年末年始や大型連休、あるいは母国の旧正月などに合わせた長期の一時帰国、さらにはプロジェクトに伴う海外出張など、就労ビザ(在留資格「技術・人文知識・国際業務」など)を持つ方にとって、日本を離れる機会は少なくありません。
しかし、この「日本を離れる期間」の管理を誤ると、現在のビザを失うだけでなく、将来の永住申請が白紙に戻ってしまうという重大な「罠」が潜んでいます。特に、2026年からの新システム運用や厳格化された審査基準のもとでは、これまで以上に慎重な対応が求められます。
この記事では、出国ラッシュ後に改めて確認すべき、長期出国に伴うリスクと対策を行政書士が解説します。
多くの外国人が利用しているのが、入管庁での事前手続きなしに出国できる「みなし再入国許可」です。しかし、ここには大きな落とし穴があります。
みなし再入国許可で出国した場合、出国から1年以内(または在留期限のいずれか早い方)に日本に再入国しなければなりません。
現在、あるいは将来的に永住権の取得を考えている方にとって、年間の出国日数は審査の合否を分ける極めて重要な指標です。

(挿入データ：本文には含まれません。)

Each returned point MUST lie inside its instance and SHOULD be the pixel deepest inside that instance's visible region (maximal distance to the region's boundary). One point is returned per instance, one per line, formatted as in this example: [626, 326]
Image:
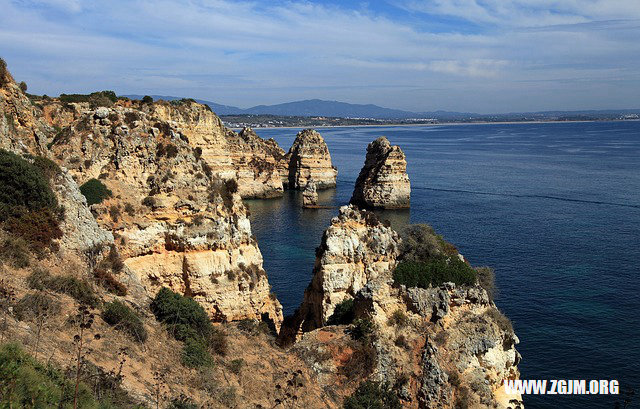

永住申請の要件である「引き続き10年の居住」は、長期間の出国があるとリセット(ゼロからのやり直し)されてしまうことがあります。
永住申請だけでなく、次回の「在留期間更新許可申請」においても、長期の不在はマイナスに働くことがあります。
日本に不在の間も、日本の会社との雇用契約が継続し、給与が支払われていることが必須条件です。
2026年からは在留管理システムがさらにデジタル化され、出入国の記録と納税・社会保険のデータがより緊密に連携されるようになります。
住所変更の届出漏れや、出国中の税金未納などは、新システムによって即座に把握されます。出国前には必ず、住民税の納税管理人を立てるなどの手続きを完了させ、自身のデータに不備が生じないよう管理を徹底してください。
出国ラッシュの後に「自分のビザや将来の申請は大丈夫だろうか」と不安を感じる必要はありません。大切なのは、ルールを正確に把握し、必要な対策を事前に講じることです。
特に年間100日を超える出国が見込まれる方や、みなし再入国の期限が不安な方は、手遅れになる前に専門家のアドバイスを受けることをお勧めします。